My email and fax machines are increasingly being stuffed with stupid OTC BB ideas. The emails manage to get through spam filters, and you can't have your address taken off the distribution list. Cagey mongrels, these folks. Maybe some smart software vendor can find a solution to that problem.

Where is the SEC when we need them? How many people are losing hard-earned money by falling for the OTC BB rags-to-riches pitch? I bet many more than are being hurt by hedge funds. Instead of raising the minimum net-worth level for investment in hedge funds, how about if the SEC raises the minimum net-worth requirement for investing in OTC BB stocks? That would send those purveyors of dreck right back to the caves from which they came.

  1. OPEC.

This group of nations cheats on one another more often than Tony Soprano cheats on his wife, Carmela. OPEC lies with the same alacrity as Tommy Flanagan back when SNL was quality entertainment. (See No. 1.) Yeah, that's the ticket.

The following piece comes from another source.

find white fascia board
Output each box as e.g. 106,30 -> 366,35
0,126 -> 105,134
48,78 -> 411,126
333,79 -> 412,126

My best wishes for a happy and healthy holiday and New Year season to all of you and your families. Thank you for your personal notes and professional advice during the past year. I hope our Street Insight team has made this year a profitable and enlightening one for our subscribers. Last but not least, thanks to our tireless contributors and editors who work so hard every day to produce this fine product.


At the time of this Blog entry and the Street.com article, Scott Rothbort, his family and or clients of LakeView Asset Management, LLC were long shares of Apple Computer (AAPL), Google (GOOG), Sear’s Holdings (SHLD), Men’s Wearhouse (MW), Ralph Lauren (RL), McDonald's (MCD), Yum! Brands (YUM) and Ruth's Chris Steakhouse (RUTH) although positions can change at any time.

1 comment:

Eric Bergen said...

In 1996, authors Estrella and Mishkin released a famous Fed study that developed a probability table about how likely a recession would be 4 quarters later, given a particular level of the yield curve spread. Their study accurately predicted the stock market crash in 2001 when the yield curve was inverted one year earlier.

The last few months, the spread between the 3-month & 10-year bonds has been -0.40% indicating a ~40% chance of a recession.

2007 could be ugly! Every time a bearish set of economic data was released in late 2006, the stock market shrugged it off since it heightened expectations of a Fed rate cut in 2007 (which stimulates growth). On the other hand, when positive data was released, the market still rallied. Thus, the stock market was going to rally no matter what the news!!!

This year should be different due to (a dirty word for investors) STAGFLATION. Yesterday’s Fed minutes indicated the presence of this double whammy: slowing growth AND rising inflation. These 2 phenomena rarely work in opposition. What this means is that the economy is slowing, but the Fed is unlikely to cut rates as long as inflation is an issue. This is very bad for the stock market and, to a lesser extent, the bond market.